Graber told Fortune that those apologies did not come directly from the company, and she wasn’t aware of where they came from. Later, the Bluesky team explained to Fortune that the emails were sent by a newly hired agent who took it upon themself to respond to as many tickets as possible. The team clarified that it is not Bluesky’s policy to conduct personalized or private communications on general issues through support emails.
“We’ve been encouraging people to put in their feedback through GitHub or the support channels so we can kind of take it all in, prioritize it, sort it, and take it into account,” Graber said.
Part of the challenge facing Graber and Bluesky is that they are working on two tech projects simultaneously: the user-facing app as well as an underlying protocol designed to establish an open-source framework for creating social apps by other developers. Graber and the team have not been shy to reiterate that the protocol is their vision for solving the issues that plague centralized social media companies.

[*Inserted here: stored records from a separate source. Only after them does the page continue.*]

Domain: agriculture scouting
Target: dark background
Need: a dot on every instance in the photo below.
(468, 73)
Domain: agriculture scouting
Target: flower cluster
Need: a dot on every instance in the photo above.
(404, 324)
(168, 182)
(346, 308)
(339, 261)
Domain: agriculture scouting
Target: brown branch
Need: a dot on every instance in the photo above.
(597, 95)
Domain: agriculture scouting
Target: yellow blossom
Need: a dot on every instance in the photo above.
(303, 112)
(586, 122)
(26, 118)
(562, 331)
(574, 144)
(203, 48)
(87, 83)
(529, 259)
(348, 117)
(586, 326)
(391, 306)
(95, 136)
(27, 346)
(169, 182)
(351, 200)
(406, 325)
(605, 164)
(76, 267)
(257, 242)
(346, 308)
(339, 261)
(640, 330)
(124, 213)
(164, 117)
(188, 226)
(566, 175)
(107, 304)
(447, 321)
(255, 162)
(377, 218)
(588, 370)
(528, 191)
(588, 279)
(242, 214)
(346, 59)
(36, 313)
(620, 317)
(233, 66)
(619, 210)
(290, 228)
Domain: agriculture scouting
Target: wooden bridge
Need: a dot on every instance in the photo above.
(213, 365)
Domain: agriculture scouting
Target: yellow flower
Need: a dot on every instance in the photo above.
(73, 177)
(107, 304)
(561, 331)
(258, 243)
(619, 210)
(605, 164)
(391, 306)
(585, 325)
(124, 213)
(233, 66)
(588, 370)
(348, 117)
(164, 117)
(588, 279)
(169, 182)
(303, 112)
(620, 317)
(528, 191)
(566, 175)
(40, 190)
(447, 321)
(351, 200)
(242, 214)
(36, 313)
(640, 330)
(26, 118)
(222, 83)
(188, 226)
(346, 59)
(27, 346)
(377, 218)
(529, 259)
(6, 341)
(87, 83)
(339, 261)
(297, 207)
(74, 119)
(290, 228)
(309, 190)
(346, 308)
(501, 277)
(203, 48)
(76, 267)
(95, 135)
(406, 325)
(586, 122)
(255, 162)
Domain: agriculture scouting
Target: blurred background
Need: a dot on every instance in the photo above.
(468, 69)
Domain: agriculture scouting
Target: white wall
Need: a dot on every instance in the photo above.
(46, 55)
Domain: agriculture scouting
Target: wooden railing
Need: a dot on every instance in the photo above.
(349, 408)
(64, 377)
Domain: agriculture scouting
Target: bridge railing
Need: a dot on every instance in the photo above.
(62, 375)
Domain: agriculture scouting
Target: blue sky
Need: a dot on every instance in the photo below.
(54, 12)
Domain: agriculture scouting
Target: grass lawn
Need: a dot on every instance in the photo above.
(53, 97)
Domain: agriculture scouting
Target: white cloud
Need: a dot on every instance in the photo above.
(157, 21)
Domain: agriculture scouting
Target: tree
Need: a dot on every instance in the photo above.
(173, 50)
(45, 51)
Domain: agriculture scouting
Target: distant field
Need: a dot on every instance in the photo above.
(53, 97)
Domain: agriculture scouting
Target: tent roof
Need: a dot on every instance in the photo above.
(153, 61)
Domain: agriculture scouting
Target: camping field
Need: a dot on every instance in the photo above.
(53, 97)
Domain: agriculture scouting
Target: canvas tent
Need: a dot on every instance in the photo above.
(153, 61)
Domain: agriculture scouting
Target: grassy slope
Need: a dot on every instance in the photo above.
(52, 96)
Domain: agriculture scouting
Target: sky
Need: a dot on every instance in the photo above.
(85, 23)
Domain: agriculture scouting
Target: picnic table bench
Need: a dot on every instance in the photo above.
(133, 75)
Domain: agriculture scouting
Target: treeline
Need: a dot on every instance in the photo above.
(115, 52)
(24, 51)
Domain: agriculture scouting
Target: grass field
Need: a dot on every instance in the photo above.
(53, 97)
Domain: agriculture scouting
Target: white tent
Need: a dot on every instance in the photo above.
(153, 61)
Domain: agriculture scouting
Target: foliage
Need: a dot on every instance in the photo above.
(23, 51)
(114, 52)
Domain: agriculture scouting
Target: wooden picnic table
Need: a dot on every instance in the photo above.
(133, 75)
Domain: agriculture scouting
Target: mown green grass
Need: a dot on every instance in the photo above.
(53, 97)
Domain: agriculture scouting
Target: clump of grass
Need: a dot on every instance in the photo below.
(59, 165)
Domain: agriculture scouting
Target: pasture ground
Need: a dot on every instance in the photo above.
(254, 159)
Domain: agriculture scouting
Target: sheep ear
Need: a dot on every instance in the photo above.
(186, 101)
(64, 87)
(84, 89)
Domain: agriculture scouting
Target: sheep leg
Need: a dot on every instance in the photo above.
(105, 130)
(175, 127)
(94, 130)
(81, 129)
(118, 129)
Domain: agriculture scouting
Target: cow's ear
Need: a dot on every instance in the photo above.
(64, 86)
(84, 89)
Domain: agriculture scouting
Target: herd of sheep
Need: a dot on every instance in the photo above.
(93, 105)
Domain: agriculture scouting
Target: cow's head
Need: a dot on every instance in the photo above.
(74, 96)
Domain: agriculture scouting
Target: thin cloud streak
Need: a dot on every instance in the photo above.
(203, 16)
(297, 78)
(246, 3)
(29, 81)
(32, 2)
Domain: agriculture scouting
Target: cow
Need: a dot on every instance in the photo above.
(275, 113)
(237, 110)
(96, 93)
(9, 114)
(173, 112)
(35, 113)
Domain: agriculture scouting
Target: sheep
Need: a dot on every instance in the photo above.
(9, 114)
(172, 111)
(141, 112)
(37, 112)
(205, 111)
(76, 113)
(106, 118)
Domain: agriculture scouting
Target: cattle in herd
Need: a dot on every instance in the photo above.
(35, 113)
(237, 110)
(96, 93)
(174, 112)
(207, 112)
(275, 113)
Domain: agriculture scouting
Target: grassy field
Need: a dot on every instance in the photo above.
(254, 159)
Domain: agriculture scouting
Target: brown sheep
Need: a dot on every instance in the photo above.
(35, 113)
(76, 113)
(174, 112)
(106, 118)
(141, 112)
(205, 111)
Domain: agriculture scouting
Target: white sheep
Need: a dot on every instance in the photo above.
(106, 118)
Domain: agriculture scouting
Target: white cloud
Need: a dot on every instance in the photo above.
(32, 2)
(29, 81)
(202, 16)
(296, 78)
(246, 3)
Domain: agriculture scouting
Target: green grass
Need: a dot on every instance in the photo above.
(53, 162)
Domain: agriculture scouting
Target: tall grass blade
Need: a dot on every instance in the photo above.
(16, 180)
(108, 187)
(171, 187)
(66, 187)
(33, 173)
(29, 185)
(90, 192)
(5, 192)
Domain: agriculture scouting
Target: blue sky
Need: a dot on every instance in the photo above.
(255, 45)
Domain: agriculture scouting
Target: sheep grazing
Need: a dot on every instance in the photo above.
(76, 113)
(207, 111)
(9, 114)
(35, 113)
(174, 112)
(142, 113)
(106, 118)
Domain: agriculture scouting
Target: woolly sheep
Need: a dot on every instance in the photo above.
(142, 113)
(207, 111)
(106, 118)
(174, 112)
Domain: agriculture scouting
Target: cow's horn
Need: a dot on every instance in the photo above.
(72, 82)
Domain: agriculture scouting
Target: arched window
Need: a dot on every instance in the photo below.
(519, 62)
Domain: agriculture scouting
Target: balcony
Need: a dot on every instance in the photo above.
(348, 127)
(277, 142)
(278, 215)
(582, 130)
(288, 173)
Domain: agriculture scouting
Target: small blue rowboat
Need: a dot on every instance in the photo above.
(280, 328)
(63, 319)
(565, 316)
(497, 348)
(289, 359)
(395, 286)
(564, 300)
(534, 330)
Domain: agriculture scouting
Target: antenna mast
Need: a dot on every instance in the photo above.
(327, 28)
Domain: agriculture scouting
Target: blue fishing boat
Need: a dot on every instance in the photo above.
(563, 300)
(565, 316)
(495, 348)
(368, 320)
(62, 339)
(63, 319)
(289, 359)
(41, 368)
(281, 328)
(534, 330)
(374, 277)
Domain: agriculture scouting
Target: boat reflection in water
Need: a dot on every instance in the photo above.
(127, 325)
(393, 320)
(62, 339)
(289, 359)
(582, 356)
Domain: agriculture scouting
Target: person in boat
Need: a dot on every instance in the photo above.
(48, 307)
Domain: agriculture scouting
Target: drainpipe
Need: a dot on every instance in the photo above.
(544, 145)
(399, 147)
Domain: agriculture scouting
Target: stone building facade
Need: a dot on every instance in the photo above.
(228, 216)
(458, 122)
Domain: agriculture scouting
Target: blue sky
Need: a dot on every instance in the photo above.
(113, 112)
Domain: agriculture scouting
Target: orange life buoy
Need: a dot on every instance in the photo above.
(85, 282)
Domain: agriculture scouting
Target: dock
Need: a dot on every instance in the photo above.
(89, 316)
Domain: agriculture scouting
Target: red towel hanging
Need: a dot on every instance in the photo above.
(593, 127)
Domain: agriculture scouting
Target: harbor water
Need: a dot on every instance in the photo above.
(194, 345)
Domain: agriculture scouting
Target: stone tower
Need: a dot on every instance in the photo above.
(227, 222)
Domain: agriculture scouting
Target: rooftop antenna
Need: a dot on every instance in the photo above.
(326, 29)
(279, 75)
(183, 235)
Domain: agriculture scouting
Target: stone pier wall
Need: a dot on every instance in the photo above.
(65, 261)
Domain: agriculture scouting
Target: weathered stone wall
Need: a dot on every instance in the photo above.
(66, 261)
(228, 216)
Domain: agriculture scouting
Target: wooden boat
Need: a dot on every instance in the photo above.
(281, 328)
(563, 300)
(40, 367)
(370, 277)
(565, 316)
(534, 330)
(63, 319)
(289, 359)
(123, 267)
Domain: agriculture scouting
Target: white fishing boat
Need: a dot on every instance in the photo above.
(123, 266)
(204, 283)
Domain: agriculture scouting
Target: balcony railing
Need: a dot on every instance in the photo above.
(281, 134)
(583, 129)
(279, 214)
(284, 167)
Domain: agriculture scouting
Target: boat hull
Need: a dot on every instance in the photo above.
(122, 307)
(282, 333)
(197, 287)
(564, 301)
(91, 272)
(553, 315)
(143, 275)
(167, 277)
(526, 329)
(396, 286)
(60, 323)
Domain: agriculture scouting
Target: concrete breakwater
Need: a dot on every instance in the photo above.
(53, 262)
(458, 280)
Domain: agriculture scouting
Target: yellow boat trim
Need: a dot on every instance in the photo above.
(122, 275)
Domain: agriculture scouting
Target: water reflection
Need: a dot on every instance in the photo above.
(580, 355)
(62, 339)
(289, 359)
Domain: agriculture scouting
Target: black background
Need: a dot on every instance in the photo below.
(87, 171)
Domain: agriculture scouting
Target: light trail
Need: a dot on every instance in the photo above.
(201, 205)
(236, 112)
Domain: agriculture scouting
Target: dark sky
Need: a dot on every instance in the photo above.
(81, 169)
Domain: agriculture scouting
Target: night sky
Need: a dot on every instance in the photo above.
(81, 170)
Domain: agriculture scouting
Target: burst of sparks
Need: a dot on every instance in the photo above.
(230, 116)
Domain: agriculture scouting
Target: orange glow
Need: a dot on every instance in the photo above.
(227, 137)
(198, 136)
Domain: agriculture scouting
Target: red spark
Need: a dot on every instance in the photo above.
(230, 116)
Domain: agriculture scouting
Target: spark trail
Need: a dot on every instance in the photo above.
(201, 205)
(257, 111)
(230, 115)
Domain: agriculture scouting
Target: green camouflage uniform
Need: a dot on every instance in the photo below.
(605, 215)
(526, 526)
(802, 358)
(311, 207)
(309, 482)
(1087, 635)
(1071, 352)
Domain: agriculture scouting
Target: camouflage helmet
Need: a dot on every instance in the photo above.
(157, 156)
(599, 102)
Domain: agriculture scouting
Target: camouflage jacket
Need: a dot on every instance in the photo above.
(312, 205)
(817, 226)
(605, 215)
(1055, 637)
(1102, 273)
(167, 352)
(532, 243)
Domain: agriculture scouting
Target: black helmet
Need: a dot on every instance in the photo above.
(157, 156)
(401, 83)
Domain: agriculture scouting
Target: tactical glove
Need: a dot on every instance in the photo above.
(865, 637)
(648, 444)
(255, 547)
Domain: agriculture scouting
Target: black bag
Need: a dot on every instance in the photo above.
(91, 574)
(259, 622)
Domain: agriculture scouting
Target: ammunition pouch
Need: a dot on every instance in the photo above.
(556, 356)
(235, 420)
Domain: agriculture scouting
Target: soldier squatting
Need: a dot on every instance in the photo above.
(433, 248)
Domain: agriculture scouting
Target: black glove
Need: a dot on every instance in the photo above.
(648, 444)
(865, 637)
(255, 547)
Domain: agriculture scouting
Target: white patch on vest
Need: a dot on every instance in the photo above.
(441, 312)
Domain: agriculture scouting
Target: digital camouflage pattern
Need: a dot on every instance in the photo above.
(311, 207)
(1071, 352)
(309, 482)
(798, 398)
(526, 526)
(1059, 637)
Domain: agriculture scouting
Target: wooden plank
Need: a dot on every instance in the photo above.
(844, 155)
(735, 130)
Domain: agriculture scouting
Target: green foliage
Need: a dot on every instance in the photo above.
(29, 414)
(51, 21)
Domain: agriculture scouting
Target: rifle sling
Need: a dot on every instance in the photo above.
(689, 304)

“The app right now is really just the first building block in a much larger vision for how we want the social web to work,” Graber said.
But Bluesky’s vision of a decentralized social web is just one of many out there, with other groups pushing competing protocols to make it happen. Facebook parent company Meta launched Threads, which will eventually be compatible with Mastodon’s ActivityPub, a competing standard to Bluesky’s AT Protocol.
There’s also Nostr, a rival standard created by Twitter cofounder and Bluesky board member Jack Dorsey. Dorsey has also been quite open about his disapproval of certain decisions made by Bluesky, taking jabs at the company for its character limits and the trend toward centralization as it grapples with how to address moderation issues.
Graber emphasized that the small company is bound to make more mistakes, but is committed to doing its best and achieving its goal of creating a healthy and safe community on the app. And because of Bluesky’s decentralization plan, users who don’t think the app is doing a good enough job will be free to try another app based on the protocol.
“If we make too many mistakes, if people lose trust in us, there’s potential for people to migrate with their friends, relationships, and data that they’ve built on Bluesky to other services,” Graber said.
Those decentralized services don’t exist yet, which means the mistakes—and corrections—Bluesky makes today will be all the more critical.